Using grid_sample on multiple GPUs

Hi, I have a model with a grid_sample layer, I tried to train my model on multiple GPUs, but got the following error:

RuntimeError: grid_sampler(): expected input and grid to be on same device, but input is on cuda:1 and grid is on cuda:0

Is there anyway to use this layer on multiple GPUs? Thanks

The input and grid should be on the same device.
If you are creating one of these tensors manually in the forward or pass it to the forward method, make sure to transfer it to the same device, e.g. by using:

grid = grid.to(x.device)

Thanks for the reply. I got a segmentation default when moving either of the grid or the input to the same device by input = input.to(grid.get_device()).

My grid is actually the same for all inputs, so I stored it using self.grid = grid and using grid_sample(input, self.grid). Do you think this causes the problem? But I think it’s inefficient to pass the grid every forward.
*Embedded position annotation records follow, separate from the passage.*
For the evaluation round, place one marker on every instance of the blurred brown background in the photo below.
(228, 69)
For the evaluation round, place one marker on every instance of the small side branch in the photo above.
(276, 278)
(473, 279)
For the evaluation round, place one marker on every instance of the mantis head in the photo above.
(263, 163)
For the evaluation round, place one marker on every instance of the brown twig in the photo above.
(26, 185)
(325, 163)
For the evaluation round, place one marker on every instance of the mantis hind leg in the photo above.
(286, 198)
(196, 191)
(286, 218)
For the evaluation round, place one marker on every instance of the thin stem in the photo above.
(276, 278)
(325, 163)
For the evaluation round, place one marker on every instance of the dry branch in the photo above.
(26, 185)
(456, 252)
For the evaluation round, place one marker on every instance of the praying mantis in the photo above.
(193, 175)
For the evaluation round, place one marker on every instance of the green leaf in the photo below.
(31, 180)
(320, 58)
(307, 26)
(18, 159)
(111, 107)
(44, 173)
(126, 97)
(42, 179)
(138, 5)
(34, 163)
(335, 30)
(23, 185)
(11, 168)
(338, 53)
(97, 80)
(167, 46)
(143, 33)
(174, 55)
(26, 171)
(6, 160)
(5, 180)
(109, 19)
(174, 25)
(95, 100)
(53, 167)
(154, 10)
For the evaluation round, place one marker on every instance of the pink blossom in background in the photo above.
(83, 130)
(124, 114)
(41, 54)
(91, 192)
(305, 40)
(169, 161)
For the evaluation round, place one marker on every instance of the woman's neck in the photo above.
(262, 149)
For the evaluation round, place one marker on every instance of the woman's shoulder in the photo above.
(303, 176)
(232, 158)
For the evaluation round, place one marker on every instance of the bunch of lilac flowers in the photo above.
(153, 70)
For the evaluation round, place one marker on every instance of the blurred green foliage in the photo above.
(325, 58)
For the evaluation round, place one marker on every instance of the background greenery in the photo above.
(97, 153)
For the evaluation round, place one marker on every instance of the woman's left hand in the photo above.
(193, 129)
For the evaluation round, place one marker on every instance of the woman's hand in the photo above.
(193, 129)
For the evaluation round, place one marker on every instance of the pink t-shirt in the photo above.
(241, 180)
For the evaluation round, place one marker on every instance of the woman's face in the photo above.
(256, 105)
Try to use grid.device instead.

Might be and you should stick to your work flow, as I was just using it as an example. :wink:

You could also try to register self.grid as a buffer using self.register_buffer, which would move the tensor automatically using model.to().

register_buffer solves my problem. The segmentation default actually comes from other parts. It seems when training on multiple GPUs, we cannot call .cuda() during the forward path, so everything should be registered in the buffer.

Thanks so much for your help!

You could call .cuda() or to(), but should specify the right device to push the tensor to.
E.g. if you would like to create some tensors inside the forward method, you could use the device of some buffers/parameters or the incoming tensor to create the new one.

However, if self.grid is treated as an attribute of the model, registering it as a buffer is the cleaner and better approach. :wink:

Right, that makes so much sense now. Thanks!